In domains where every decision needs an audit trail (finance, healthcare, anything the regulator can subpoena) the calculation is forced. You cannot ship a system whose answer to "which agent introduced the error" is a join across five event logs and a vibe. Orchestration is what you reach for, and the token tax is what you pay.

The hybrid that ships

Pure orchestration loses on latency. Every handoff is a synchronous round-trip through the centre. For research-style work that is fine, since the reasoning is the work and the time is dominated by model calls anyway. For tasks with a wide fan-out of independent subtasks it is wasteful.

The shape that has settled in production is neither of the two extremes. It is an orchestrator at the trunk, with bounded local meshes at the leaves.

// Trunk: an orchestrator that decides strategy, not tactics.
const subqueries = await planner.split(query);

const branchResults = await Promise.all(
  subqueries.map((q) => runBranch(q)),
);

return synthesise(branchResults);

// Leaf: peers may talk freely; the gate is the only way out.
async function runBranch(q: Subquery): Promise<BranchResult> {
  const local = mesh([searcher, factChecker, tagger]);
  return await local.runUntilGate(q, {
    maxRounds: 4,
    tokenBudget: 50_000,
  });
}

The orchestrator decides the strategy: split this query, hand it to three branches, synthesise the results. Each branch has internal freedom. A fact-checker and a citation-finder can chat directly, because they share a context and the blast radius is bounded by the gate. Phase gates between branches do the same job that compensating transactions do in sagas: they let the system decide, at known points, whether to continue, retry, or escalate. The agents inside a phase can be as chatty as they like. The gate is where the run becomes legible again.

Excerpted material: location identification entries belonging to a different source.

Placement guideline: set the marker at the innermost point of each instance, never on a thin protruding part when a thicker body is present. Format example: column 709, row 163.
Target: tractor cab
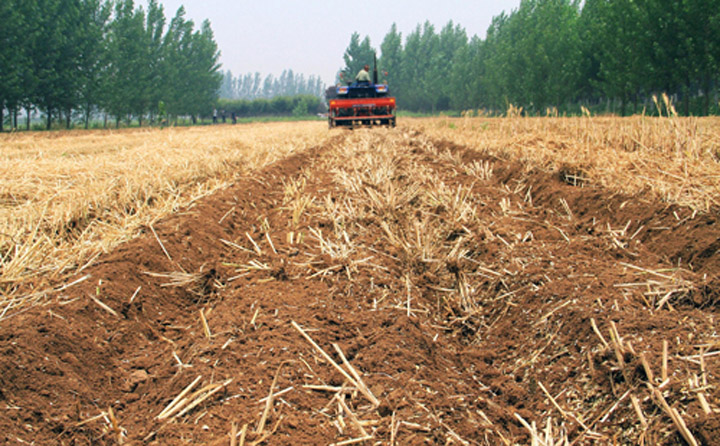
column 361, row 104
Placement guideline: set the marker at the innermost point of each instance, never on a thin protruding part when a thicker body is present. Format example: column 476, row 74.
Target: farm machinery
column 361, row 104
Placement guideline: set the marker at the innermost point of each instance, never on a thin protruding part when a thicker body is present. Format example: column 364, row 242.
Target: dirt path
column 463, row 291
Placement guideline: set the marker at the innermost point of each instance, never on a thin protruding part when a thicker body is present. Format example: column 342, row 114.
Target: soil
column 99, row 362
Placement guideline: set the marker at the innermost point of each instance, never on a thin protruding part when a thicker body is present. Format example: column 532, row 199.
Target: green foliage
column 604, row 55
column 79, row 57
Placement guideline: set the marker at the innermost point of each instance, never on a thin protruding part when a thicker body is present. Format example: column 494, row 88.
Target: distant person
column 363, row 76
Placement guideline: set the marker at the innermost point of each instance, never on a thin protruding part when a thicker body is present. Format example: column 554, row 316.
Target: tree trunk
column 706, row 91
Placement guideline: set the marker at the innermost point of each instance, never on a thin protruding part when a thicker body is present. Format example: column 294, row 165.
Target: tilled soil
column 548, row 306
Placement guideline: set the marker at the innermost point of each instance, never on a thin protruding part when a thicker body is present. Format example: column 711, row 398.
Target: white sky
column 310, row 36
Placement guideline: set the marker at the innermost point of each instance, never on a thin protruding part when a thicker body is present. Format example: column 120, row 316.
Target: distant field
column 67, row 196
column 448, row 281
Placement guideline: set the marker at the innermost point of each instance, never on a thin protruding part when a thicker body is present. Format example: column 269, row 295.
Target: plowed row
column 475, row 300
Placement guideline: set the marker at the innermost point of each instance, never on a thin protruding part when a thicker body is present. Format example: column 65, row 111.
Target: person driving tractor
column 363, row 75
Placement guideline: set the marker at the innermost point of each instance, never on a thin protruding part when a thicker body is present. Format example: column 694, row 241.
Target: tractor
column 361, row 104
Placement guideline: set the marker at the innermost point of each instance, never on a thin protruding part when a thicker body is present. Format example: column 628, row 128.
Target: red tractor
column 360, row 104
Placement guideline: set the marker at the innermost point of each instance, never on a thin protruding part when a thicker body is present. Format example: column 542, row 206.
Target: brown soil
column 540, row 275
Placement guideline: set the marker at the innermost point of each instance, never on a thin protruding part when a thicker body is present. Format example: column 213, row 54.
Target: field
column 450, row 281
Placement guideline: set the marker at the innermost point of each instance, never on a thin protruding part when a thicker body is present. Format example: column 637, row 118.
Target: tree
column 13, row 57
column 93, row 62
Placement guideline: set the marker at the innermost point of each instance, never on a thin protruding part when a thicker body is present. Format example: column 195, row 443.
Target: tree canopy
column 79, row 57
column 607, row 55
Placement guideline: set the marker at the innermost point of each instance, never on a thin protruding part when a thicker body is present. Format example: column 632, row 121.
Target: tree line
column 76, row 58
column 254, row 86
column 606, row 55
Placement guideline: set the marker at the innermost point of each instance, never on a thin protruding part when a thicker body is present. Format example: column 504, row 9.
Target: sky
column 310, row 36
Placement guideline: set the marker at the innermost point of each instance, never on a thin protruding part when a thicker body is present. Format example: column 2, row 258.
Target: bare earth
column 465, row 305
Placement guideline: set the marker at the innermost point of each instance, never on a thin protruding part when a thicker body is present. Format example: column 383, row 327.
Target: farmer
column 363, row 75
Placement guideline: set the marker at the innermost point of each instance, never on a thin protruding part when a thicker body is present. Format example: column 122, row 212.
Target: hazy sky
column 310, row 36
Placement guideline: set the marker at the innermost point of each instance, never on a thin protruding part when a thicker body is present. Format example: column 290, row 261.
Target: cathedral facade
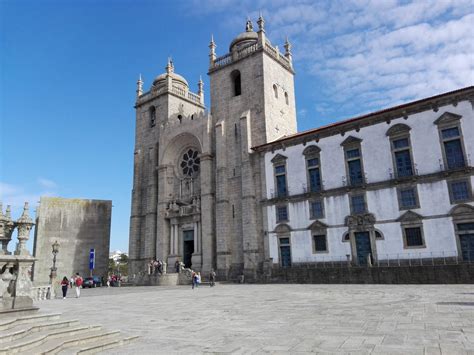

Microsoft's agent orchestration patterns documentation names five primitives (sequential, concurrent, group chat, handoff, magentic) but the underlying split is the same. The first three are flavours of orchestration. Group chat and magentic are bounded meshes. There is no entry called "free-form choreography". The pattern did not survive the move from demo to production.

Where this leaves us

Reach for choreography when the agents are genuinely peers, the task is parallel and read-mostly, and a single false belief cannot poison a downstream agent's prompt. Reach for orchestration in every other case. When in doubt, orchestrate. The token tax is the price of being able to answer "what just happened" out loud.